O principal mecanismo de ação dos ácidos refere-se à “Teoria dos Ácidos Fracos”, exercendo atividade antimicrobiana devido a redução do pH no interior da célula microbiana (Cherrington et al., 1991). A forma não dissociada do ácido é lipossolúvel e nessa forma tem capacidade de atravessar de forma passiva a membrana celular (Figura 3).

Figura 3. Mecanismo de ação dos ácidos orgânicos sobre as bactérias (Gauthier, 2005)

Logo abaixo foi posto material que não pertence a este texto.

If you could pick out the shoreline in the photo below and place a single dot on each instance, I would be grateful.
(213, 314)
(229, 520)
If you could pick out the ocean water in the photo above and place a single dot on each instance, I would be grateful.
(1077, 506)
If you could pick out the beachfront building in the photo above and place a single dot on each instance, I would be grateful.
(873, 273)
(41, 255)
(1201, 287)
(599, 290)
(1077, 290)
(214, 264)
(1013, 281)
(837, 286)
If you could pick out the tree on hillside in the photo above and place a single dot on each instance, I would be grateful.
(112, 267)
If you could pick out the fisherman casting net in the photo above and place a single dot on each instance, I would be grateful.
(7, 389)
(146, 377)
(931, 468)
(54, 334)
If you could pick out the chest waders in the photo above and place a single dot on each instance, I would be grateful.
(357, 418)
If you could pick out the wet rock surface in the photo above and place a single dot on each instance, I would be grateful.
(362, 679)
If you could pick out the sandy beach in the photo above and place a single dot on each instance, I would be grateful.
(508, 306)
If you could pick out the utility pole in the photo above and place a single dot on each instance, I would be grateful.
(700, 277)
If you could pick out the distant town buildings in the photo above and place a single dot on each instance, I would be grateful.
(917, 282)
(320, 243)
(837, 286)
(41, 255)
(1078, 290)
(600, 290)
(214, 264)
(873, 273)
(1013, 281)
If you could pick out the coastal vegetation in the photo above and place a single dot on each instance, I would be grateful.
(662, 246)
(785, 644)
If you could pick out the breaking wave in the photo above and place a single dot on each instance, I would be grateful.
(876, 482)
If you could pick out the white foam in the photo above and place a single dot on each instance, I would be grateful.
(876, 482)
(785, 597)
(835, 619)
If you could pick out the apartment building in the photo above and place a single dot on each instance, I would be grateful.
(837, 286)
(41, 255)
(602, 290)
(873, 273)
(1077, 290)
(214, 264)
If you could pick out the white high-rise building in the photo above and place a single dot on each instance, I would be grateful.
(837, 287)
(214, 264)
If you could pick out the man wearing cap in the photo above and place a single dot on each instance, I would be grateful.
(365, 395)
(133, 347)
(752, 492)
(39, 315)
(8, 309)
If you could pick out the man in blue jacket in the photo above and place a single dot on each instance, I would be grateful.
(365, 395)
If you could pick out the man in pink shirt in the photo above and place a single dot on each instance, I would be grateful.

Outra forma de ação dos ácidos no controle microbiano refere-se à capacidade de alterar sua forma dissociada e não dissociada em função do seu potencial de dissociação (pKa) e do pH do meio (Partanen e Mroz, 1999). Resumidamente, o pKa representa a faixa de pH do meio em que um ácido (ou uma base) se encontra 50% dissociado. A constante de dissociação (pKa) é diferente para cada ácido e está relacionada com o pH. Pesquisas têm demonstrado que os ácidos na forma não dissociada são lipofílicos e, portanto, melhor absorvidos pelas células, pois são transportados passivamente pela membrana citoplasmática (Clark e Cronan, 2005; Partanen, 2002).

Dessa forma, a eficiência antimicrobiana de um ácido depende da relação entre seu pKa (constante de dissociação) e o pH do meio e, portanto, ácidos com faixas de pKa mais elevados têm maior capacidade de ação. No intestino das aves, por exemplo, o pH médio é cerca de 6,5; neste local os ácidos com pKa mais altos apresentam-se em maior proporção na forma não dissociada quando comparados a ácidos com pKa mais baixos.

Essas informações confirmam a vantagem de se utilizar misturas de ácidos (de diferentes faixas de pKa) como aditivos conservantes de alimento e/ou melhoradores de desenvolvimento naturais por apresentarem capacidade protetora maior que o uso de ácidos isolados. Dessa forma, apresentam dissociação em diferentes pH e podem manter a ação antimicrobiana em maior extensão gastrointestinal (PENZ; SILVA; RODRIGUEZ, 1993).

Em geral, os alvos bacterianos potenciais de compostos biocidas incluem a parede celular, membrana citoplasmática e funções metabólicas específicas no citoplasma associadas à replicação, síntese de proteínas e função (Denyer e Stewart, 1998; Davidson, 2001). Dada a natureza de ácido fraco da maioria desses compostos, o pH é considerado um determinante primário de eficácia porque afeta a concentração de ácido não dissociado formado (Davidson, 2001). 

O uso de ácidos orgânicos na água antes do abate das aves pode ser uma alternativa viável para redução de microrganismos patogênicos, conforme sugere Byrd et al. (2001) que observou redução na incidência de Salmonella spp. e Campylobacter spp. em papo e em carcaças de frangos após o uso de de ácidos orgânicos, oito horas antes do abate.